What a neat little film this is. Dhanush shows immense sincerity in handling certain moments of his story. He slacks off in certain parts – the way the flashback is triggered or the very done-to-death village romance trope (but still this manages to pass off as likable). But places where he scores, he does big time. The entire stretch involving Revathi is beautiful. Here’s where you can see his sensibilities as a film-maker; what he has actually set out to do. He wants to create these simple emotional moments that don’t hammer the emotions on your head. These moments unfold, without any kind of fuss or melodrama. He plays it at the right amount. It’s hard not to smirk when Rajkiran and Revathi are texting each other, late in the night.

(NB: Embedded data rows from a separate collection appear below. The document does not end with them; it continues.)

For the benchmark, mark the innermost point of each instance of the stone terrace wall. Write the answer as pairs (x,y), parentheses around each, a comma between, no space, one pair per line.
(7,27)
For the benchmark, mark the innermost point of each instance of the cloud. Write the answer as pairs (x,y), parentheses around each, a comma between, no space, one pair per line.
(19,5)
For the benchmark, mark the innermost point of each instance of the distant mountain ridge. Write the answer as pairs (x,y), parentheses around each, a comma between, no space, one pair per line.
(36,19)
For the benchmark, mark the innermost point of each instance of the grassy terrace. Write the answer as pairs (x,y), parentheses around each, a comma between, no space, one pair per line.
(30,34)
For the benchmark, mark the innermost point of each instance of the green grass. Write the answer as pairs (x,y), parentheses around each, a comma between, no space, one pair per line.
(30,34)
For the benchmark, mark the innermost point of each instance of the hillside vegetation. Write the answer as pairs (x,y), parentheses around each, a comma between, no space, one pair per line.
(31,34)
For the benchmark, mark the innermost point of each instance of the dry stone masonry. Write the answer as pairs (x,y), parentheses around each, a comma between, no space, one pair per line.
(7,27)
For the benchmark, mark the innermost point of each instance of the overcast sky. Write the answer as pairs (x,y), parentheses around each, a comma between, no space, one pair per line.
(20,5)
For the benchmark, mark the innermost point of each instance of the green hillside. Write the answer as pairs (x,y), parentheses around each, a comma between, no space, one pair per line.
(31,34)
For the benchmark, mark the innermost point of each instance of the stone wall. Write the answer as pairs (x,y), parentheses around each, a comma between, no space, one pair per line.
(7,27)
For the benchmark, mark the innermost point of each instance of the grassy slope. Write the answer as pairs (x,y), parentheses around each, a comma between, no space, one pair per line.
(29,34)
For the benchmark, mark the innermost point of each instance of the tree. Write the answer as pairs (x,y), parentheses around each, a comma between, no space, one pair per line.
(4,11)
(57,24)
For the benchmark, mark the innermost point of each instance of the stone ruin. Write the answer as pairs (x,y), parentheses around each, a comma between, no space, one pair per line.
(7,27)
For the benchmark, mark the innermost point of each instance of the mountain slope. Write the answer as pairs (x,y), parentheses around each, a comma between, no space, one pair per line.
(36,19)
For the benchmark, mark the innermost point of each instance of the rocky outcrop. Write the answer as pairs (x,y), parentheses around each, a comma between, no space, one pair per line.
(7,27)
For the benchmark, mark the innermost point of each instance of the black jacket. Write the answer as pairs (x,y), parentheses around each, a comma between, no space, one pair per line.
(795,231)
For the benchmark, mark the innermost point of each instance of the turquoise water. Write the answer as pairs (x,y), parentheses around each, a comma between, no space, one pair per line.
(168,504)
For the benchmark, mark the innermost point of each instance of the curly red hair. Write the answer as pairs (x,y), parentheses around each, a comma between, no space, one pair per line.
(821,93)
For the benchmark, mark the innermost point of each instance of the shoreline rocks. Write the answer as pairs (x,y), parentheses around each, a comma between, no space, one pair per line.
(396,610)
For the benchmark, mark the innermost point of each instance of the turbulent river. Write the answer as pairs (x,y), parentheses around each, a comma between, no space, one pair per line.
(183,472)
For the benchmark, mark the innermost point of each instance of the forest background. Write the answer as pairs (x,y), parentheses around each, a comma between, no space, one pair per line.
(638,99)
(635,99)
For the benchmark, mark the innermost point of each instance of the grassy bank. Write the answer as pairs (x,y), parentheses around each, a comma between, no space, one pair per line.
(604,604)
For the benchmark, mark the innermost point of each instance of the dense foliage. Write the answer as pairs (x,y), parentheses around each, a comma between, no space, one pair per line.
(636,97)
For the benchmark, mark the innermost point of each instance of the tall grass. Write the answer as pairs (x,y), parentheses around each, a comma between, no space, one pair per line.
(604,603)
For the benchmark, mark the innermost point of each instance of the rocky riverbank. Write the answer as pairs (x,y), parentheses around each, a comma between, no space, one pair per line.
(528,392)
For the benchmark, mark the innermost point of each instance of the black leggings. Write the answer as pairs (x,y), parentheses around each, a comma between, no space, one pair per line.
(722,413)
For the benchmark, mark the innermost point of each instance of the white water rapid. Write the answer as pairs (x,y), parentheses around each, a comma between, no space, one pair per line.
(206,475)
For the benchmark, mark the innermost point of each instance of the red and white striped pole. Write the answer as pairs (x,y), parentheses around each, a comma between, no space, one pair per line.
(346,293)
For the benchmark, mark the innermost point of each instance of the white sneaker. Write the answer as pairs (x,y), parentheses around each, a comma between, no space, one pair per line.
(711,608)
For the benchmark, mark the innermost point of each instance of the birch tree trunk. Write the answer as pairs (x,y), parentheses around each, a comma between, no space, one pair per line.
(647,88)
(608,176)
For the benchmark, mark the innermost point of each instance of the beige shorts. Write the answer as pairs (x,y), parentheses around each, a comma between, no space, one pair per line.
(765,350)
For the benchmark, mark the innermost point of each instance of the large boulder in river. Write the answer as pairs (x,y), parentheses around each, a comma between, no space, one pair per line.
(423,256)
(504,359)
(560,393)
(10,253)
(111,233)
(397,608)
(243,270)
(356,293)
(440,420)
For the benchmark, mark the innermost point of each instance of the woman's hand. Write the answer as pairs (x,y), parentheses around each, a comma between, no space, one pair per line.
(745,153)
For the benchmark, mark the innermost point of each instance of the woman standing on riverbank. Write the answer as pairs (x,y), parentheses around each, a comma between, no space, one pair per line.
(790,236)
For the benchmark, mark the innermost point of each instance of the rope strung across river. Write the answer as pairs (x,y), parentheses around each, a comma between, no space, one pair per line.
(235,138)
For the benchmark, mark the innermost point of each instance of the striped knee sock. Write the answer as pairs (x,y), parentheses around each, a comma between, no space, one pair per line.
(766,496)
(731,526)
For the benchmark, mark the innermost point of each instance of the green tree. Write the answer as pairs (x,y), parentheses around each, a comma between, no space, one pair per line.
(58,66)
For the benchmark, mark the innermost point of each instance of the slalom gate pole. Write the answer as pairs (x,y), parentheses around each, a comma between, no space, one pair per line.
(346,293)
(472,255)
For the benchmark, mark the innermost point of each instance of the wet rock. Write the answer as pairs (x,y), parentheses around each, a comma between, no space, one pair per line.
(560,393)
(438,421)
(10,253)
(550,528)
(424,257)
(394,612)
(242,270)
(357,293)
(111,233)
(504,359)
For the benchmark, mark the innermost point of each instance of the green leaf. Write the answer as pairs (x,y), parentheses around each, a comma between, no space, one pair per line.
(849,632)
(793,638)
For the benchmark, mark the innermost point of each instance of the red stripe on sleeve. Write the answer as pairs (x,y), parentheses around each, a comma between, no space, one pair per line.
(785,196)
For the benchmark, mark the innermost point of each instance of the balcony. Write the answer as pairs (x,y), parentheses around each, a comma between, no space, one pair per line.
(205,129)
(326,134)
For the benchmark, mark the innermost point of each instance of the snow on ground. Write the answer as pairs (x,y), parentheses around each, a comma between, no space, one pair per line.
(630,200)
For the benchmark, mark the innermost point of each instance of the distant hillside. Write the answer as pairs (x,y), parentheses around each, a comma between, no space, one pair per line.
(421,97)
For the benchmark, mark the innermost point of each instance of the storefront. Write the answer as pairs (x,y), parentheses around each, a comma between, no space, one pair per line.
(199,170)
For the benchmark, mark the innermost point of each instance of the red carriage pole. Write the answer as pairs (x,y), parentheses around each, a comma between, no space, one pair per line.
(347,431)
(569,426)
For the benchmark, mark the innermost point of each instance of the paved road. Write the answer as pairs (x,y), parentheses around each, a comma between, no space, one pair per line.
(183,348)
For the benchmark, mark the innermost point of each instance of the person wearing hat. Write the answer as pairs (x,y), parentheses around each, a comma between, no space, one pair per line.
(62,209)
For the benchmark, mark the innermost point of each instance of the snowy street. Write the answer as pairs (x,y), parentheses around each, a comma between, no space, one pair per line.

And the best part of the film is how effortless the performances are. Rajkiran and his “soul-searching” as he calls it, is too easy to root for. There is this immensely adorable aura about him. Note the scene where he hesitatingly uses his public identity to get through a watchman’s barricade. Or when he mocks the indecisive youngsters of today who can’t even confess their feelings to a person in spite of all the social platforms they have at the tip of their fingers. Quite a few of these “messages” breeze past you, and never feel heavy on the senses. There’s just one instance though, where Prasanna (another brilliant performer – he sells the tolerance so damn well) is given a taste of his own scolding with regards to the TV volume. This part felt just too verbose. In fact, none of those flashbacks are required. you get the fact that Paandi has done good by his kin, and that they aren’t giving it back fairly. This should go unstated, as we are exposed to this trope literally everywhere – talk shows, debates, serials and other films as well.

Coming to the best thing about the film – Revathi. First thing, I totally bought the fact that she is the aged version of Madonna Sebastian. Funny thing, their resemblance. And then the way she cakewalks through her role. Look at her noticing Paandi’s frozen hand and brushing it off like she’s seeing a cute kid’s quirk. This very moment felt like subverting a cliche. On a normal day this would have been totally hero-oriented where he gets a high on feeling her touch, and breaks into a dance. But not under Dhanush’s watch. He involves her as well. And then the entire stretch that follows, with Sean Roldan’s “Venpani Malare” playing to full power classic-romance glory. The guy has scored a gem of a soundtrack, where every number hits the right chords. And the parallels to Raja are way too obvious in tracks like the pleasing “Paarthen”. Roldan is another reason why we so easily buy the emotions throughout film.

Special props to Dhanush for handling kids well. He just gets them right. They do not feel overdone. They behave their age, they quarrel their age, and they emote their age. Very rarely do we come across such children in our commercial space of films. There is no forced effort to make them look “cute”. He makes them act.

The pleasant stuff in here outweigh the flaws big time, and you’ll be leaving the screening with a smile. That is all the debutante director wants, and he has delivered it.